Ему просто нужно было выйти. Убраться поскорее в одинокую пустоту другого пространства, чтобы привести свои ощущения в порядок. Кажется, все это прекрасно поняли и молча проводили его взглядами.
Аккуратно добравшись до тыльного коридора, писатель свернул в узкий проем и упал на стену. Перевел дыхание и вытер пот со лба. Что-то необыкновенно легкое и в то же время необычайно тяжелое поселилось внутри его тела, ноги подкашивались, а туловище выпрямлялось и стремилось вверх. Мимо с подносом прошла официантка. Он еле успел одернуть ногу, чтобы не зацепить ее. Кажется, наконец, осознание полноты картины мира и его места в этом мире, пришло в больную голову, как свиные ребрышки на подносе доставили голодному клиенту. И голод стали утолять, и необыкновенность стала побеждать необычайность, и ноги закололи приятной острой болью, подобно той, которая возникает от избытка молочной кислоты в мышцах. Писатель продвинулся вперед. Свернул за угол. Длина коридора заканчивалась уборной, слева-справа ее разделяли двери подсобных помещений. Одна из которых была приоткрыта.
Узкая полоска света колебалась от воздушных масс: то становилась толще, то сужалась до иголочных размеров. Голосов за ней слышно не было, но почему-то писателю стало отчетливо ясно, что там кто-то есть. Не душмеры, как назвал их Папа Геде, а кто-то из людей. И он поймал себя на мысли, что впервые осознанно провел это разделение. А где есть осознание, там близко и понимание. Писатель толкнул дверь ногой. Это было кладовая, где хранились моющие средства, хозяйственная утварь и прочие-прочие бытовые приспособления. В центре стоял небольшой металлический стол, серый, дюралевый. С вмятинами, сколами от многочисленных ножей, изогнутый и грязный.
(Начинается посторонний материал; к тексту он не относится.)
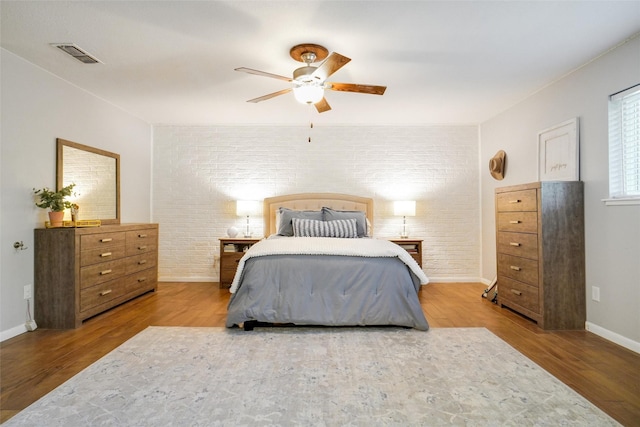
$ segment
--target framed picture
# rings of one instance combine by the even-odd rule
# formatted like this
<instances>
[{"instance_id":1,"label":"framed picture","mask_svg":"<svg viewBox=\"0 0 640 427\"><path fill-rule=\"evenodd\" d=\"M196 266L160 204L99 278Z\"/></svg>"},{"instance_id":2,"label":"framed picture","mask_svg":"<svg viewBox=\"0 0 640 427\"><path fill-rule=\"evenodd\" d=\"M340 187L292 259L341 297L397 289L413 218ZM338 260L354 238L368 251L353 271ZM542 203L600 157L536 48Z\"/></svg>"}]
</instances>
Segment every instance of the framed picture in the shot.
<instances>
[{"instance_id":1,"label":"framed picture","mask_svg":"<svg viewBox=\"0 0 640 427\"><path fill-rule=\"evenodd\" d=\"M538 133L538 180L580 180L577 117Z\"/></svg>"}]
</instances>

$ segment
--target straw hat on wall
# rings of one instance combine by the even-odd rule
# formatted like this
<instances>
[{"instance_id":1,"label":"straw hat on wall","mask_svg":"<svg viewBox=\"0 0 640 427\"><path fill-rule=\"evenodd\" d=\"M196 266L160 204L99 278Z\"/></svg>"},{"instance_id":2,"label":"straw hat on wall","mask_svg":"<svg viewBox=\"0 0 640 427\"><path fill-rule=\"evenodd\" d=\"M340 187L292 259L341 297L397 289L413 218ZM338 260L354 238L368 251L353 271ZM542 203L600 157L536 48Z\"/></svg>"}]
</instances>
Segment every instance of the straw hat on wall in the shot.
<instances>
[{"instance_id":1,"label":"straw hat on wall","mask_svg":"<svg viewBox=\"0 0 640 427\"><path fill-rule=\"evenodd\" d=\"M505 164L507 163L507 153L503 150L500 150L496 153L495 156L489 160L489 172L491 176L497 179L498 181L502 181L504 179L504 169Z\"/></svg>"}]
</instances>

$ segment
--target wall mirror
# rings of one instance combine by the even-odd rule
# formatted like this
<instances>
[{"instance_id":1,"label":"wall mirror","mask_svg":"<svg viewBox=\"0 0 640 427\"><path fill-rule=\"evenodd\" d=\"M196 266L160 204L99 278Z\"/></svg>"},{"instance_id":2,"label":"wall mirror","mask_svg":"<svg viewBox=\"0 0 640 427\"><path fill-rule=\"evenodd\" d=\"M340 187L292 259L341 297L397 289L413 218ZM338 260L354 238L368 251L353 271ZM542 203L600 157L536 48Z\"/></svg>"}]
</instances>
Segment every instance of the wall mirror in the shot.
<instances>
[{"instance_id":1,"label":"wall mirror","mask_svg":"<svg viewBox=\"0 0 640 427\"><path fill-rule=\"evenodd\" d=\"M60 138L56 147L56 185L76 184L78 218L120 224L120 155Z\"/></svg>"}]
</instances>

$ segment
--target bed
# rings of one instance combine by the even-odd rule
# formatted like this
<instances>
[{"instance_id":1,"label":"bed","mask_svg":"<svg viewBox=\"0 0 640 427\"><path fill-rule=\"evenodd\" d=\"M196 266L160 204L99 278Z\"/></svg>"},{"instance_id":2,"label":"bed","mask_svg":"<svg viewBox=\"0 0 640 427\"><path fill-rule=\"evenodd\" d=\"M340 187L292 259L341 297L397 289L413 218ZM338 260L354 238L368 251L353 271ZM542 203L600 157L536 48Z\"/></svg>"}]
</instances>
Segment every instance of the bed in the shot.
<instances>
[{"instance_id":1,"label":"bed","mask_svg":"<svg viewBox=\"0 0 640 427\"><path fill-rule=\"evenodd\" d=\"M227 327L429 328L418 299L428 279L400 246L371 237L373 199L278 196L264 200L263 214L268 238L238 264Z\"/></svg>"}]
</instances>

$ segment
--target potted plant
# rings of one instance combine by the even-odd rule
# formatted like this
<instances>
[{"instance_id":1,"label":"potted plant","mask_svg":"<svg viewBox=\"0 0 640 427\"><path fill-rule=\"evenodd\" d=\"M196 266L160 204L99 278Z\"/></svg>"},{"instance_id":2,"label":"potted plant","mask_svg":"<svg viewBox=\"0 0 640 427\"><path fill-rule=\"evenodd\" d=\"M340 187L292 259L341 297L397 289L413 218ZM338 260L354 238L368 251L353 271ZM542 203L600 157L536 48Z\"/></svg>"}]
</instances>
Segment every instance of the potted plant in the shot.
<instances>
[{"instance_id":1,"label":"potted plant","mask_svg":"<svg viewBox=\"0 0 640 427\"><path fill-rule=\"evenodd\" d=\"M49 188L33 189L33 194L39 197L36 206L42 209L49 209L49 221L52 227L60 227L64 218L64 210L71 207L71 202L65 200L71 196L75 184L69 184L58 191L51 191Z\"/></svg>"}]
</instances>

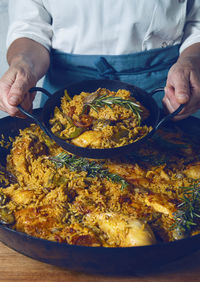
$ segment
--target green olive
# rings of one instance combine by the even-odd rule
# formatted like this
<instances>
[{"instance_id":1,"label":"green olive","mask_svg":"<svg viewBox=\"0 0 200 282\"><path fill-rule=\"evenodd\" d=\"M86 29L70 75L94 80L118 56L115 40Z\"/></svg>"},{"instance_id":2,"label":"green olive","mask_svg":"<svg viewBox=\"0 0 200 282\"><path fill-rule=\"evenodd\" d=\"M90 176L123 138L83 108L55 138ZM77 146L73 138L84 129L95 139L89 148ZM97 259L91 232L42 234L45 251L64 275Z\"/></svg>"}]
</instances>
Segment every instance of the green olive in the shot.
<instances>
[{"instance_id":1,"label":"green olive","mask_svg":"<svg viewBox=\"0 0 200 282\"><path fill-rule=\"evenodd\" d=\"M67 139L76 138L76 137L78 137L82 132L83 132L83 128L75 127L75 130L74 130L70 135L68 135Z\"/></svg>"}]
</instances>

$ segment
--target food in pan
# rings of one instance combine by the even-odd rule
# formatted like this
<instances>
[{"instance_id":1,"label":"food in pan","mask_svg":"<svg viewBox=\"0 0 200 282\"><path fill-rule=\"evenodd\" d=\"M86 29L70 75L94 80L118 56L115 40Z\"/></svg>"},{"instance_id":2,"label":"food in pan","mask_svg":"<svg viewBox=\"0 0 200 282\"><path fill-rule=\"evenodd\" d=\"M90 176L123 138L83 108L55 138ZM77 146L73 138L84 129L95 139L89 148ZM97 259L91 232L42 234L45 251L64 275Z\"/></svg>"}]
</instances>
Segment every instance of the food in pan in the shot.
<instances>
[{"instance_id":1,"label":"food in pan","mask_svg":"<svg viewBox=\"0 0 200 282\"><path fill-rule=\"evenodd\" d=\"M120 160L88 160L31 125L0 167L0 222L38 238L97 247L198 234L199 152L179 129L162 129Z\"/></svg>"},{"instance_id":2,"label":"food in pan","mask_svg":"<svg viewBox=\"0 0 200 282\"><path fill-rule=\"evenodd\" d=\"M148 110L128 90L99 88L70 98L67 91L50 120L52 132L79 147L114 148L136 142L152 128Z\"/></svg>"}]
</instances>

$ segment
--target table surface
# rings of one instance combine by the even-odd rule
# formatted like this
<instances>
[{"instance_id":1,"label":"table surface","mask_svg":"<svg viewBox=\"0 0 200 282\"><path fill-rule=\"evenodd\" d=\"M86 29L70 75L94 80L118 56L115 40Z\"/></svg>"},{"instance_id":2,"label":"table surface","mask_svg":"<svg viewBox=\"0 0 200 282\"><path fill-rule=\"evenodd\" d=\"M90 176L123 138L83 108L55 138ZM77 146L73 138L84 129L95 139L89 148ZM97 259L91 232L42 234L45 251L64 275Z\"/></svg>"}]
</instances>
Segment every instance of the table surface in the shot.
<instances>
[{"instance_id":1,"label":"table surface","mask_svg":"<svg viewBox=\"0 0 200 282\"><path fill-rule=\"evenodd\" d=\"M157 272L132 277L109 277L72 272L23 256L0 243L0 281L69 281L69 282L130 282L130 281L200 281L200 251L170 263Z\"/></svg>"}]
</instances>

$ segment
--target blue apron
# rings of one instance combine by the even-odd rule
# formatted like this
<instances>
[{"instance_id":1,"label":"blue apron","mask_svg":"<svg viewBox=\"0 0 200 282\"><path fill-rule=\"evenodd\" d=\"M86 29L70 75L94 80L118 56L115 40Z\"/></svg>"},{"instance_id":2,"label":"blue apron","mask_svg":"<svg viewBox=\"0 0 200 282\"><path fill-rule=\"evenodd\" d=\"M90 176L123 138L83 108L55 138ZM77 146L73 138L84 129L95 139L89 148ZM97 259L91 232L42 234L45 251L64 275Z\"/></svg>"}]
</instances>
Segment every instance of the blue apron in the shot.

Ее руки лежали на ровной и чистой его части, ладонями вниз, очень спокойно и как-то безмятежно. Тело согнуто пополам в районе живота, туловище опрокинуто ровно между рук, но чуть сгорблено и сжато. Передник, странная шапочка и две полоски черных трусиков валялись в метре от входа, возле корзины с половыми щетками. Под его натиском ножки стола чуть покачивались, но не скрипели, а судорожно молчали, сдерживая напор и считая секунды. Голова девушки была запрокинута в сторону входной двери, а потому писатель прекрасно видел ее пустые глаза, и то ли его воображение заставило дорисовать на ее лице две слезинки, то ли она действительно заплакала. Конь закончил свое дело и испустил противный стон, отдаленно напомнивший гудок закипевшего чайника. Закипел и писатель. От несправедливости, злости, отчаяния. В два шага он подскочил к Коню и, собрав всю силу в кулак, нанес удар. Но, конечно, промахнулся. Конь ловко увернулся, и также ловко снес писателя с ног уже своим ударов прямо в челюсть. Задребезжали ведра, треснули кости, все вокруг загромыхало и обрушилось на каменный пол. Писатель растянулся на нем, как дождевая лужа, и стал впитывал мертвую прохладу с поверхности плитки. Отчего полегчало, и даже унялась больная челюсть.
– Придурок, можешь пользоваться,- заправив штаны, стряхнув кулак в воздухе по часовой стрелке и смачно облизав губы, Конь недвусмысленно намекнул на тело девушки, затем заржал и вышел.
Мулатка-официантка оставалась на том же месте. В той же грязной противной позе, на том же сером холодном столе, с теми же пустыми карими глазами, которые уже сам писатель наполнил болью и страданием. И он не знал, чувствовала она что-либо или нет, это было абсолютно не важно, ведь жертва в произошедшем была совершенно другая.